Binary option contracts offer defined risk and clear outcomes. They are considered ‘binary’ because there are only two possible outcomes at expiration: you either make a predefined profit, or you lose the money you paid to open the trade. This makes it easier for you when deciding whether to trade, as you know exactly how much you could lose if the markets move against you. And if they don’t, you know the exact size of your potential profit, making this a controlled, yet exciting way to trade.
What is a binary option?
A binary option is a financial instrument that turns every trade into a simple yes or no question – you decide whether a market is likely to be above a certain price, at a certain time. If you think it will be, you buy. If you think it won’t be, you sell.
When you place an order for a binary option contract, you are speculating on the market rather than buying a share of the underlying market. The price is always between $0 and $100.
How do binary options work?
There are three key elements that make up a binary option contract. These are:
- The underlying market. This is the market you choose to trade – Nadex offers forex, stock indices, commodities, and events.
- The strike price. This is the all-important price level. The strike price is central to the binary option decision-making process – to place a trade, you must decide if you think the underlying market will be above or below the strike.
- The expiration date and time. You can trade binary option contracts lasting for up to one week, with a duration as short as five minutes.
There are four markets you can speculate on with binary option contracts:
- Stock indices
Contracts are available day and night. The Nadex platform is designed simply, so at any one time, you can see what contracts are available to trade.
Trading binary options with Nadex is intended to be fast-paced and exciting – traders choose short-term options over long-term investments because they offer defined risk, but also because they’re fun to trade! Binary options trading is an opportunity that can be explored by people with all levels of experience.
Binary options trading explained
Trading a binary option is like asking a simple question: will this market be above this price at this time? If you think yes, you buy, and if you think no, you sell.
Binary options are priced between $0 and $100, so you can decide how much capital you can risk. Each contract will show you the maximum you could gain and the maximum you could lose, so you’re always making an informed decision and losses don’t spiral out of control.
If your trade is successful, you receive a $100 payout, so your profit will be $100 minus the money you paid to open the trade. If your trade isn’t successful, you don’t receive a payout.

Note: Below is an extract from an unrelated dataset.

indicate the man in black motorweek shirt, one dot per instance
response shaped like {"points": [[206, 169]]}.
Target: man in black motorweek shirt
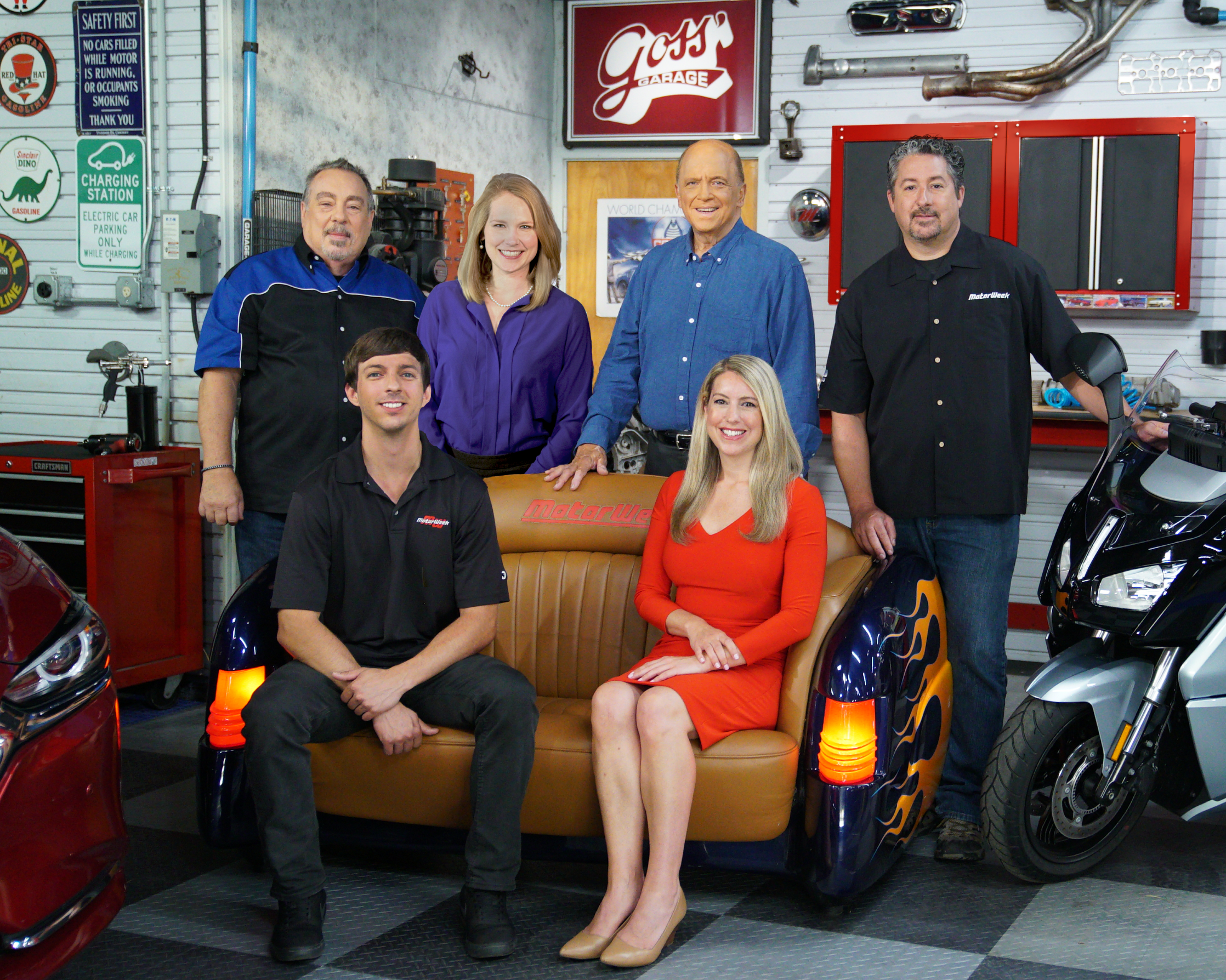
{"points": [[928, 385], [388, 586]]}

This means you lost your capital, but nothing else, because your risk is capped.
If you find that you want to exit a contract early before it expires, you can place another order to close your position, limiting losses or locking in profits.
Learn how to trade binary options
- Know the market trends.
- Pick the market you want to trade.
- Select a strike price and expiration.
- Place your trade.
- Wait for expiration, or close out your trade early.
Trading binary option contracts is a simple process, but understanding the ins and outs of the underlying markets and picking the right trading opportunities for you will take some research and some work.
Binary options trading example
Here is an example of how to trade binary option contracts, using the EUR/USD currency pair:
EUR/USD > 1.1600 (3 a.m.)
The expiration time for the trade is 3 a.m. Simply put, this binary option is asking you: will the EUR/USD currency pair be above 1.1600 at 3 a.m.?
If you think it will be, then you buy. If you think it won’t be, you sell.
In this case, let’s say you buy.
If so, then there are two possible outcomes:
- The indicative index price is at or below 1.1600 at 3 a.m. This means no payout this time and you lose the capital you put up to place the trade. The seller will get the payout instead.
- The indicative index price is one tick or more above 1.1600. You get the $100 payout.
If you don't want to wait until expiration, you also have the option to close your position at the current market price. Your profit or loss in that case is the difference between your entry and exit prices.